# Understanding GauGAN Part 3: Model Evaluation Techniques

In Part 3 of the GauGAN series we cover how to evaluate model performance, and how GauGAN compares to models like Pix2PixHD, SIMS, and CRN.

2 years ago   •   9 min read

Hi folks, welcome to the third part of the GauGAN series. In the last two parts we've covered the components and losses of GauGAN, and how to set up custom training with it. In this part, we'll cover:

1. Evaluating the results of GauGAN
2. How GauGAN performs compared to its adversaries

We'll close this series with a discussion of how to debug training, and deciding if GauGAN is right for you.

The code in this tutorial is available on the ML Showcase, and you can run it on a free GPU to follow along.

So, let's get started!

## Evaluation of GauGAN: Why Is It So Hard?

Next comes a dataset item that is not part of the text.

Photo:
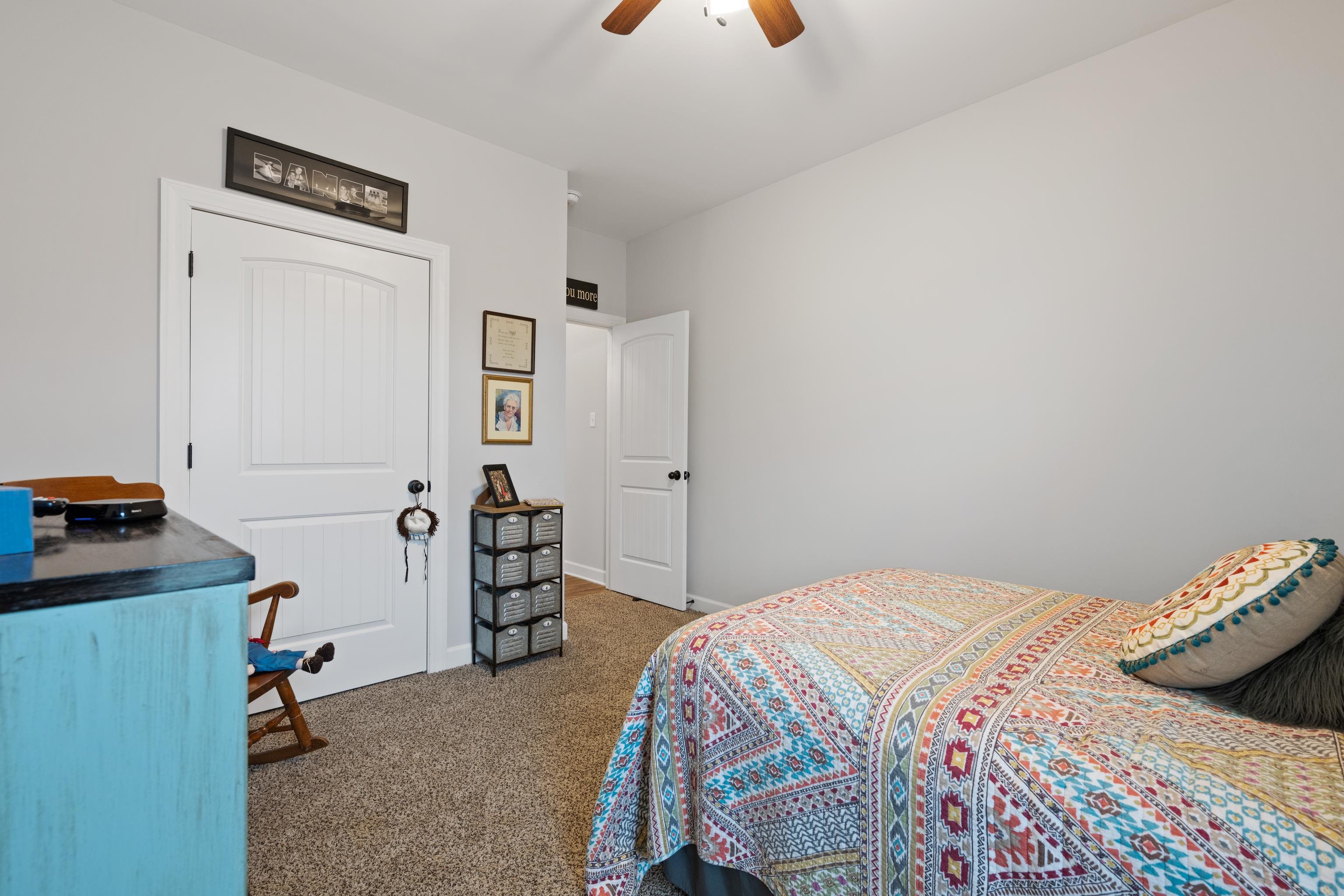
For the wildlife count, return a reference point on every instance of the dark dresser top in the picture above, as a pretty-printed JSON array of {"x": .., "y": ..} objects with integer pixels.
[{"x": 82, "y": 564}]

One of the hardest things about working with GANs is their evaluation. Tasks like object detection and image classification generally predict a finite set of labels, like object class or bounding box coordinates, which make it easy to define the ideal predictions. For example, an ideal prediction for an object detection task would be when all of the predicted bounding boxes are perfectly aligned with the pre-defined class labels. This in turn makes it easy for us to design a loss function that penalizes deviations from the ideal behavior.

Now consider doing the same for GauGAN. The inputs to GauGAN are a latent vector and a semantic segmentation map. How does one define what's expected out of a randomly sampled latent vector? For a semantic segmentation map, we could say that the ideal behavior of GauGAN would be to completely recreate the ground truth image. However, there are a couple of problems with this approach.

For one, let's assume we actually go with some image distance metric like squared distance between the image produced by GauGAN and the real image. Consider a scenario where GauGAN randomly changes the colors of the cars present in the image. The squared distance between the two images will be non-zero due to the different pixels of the cars.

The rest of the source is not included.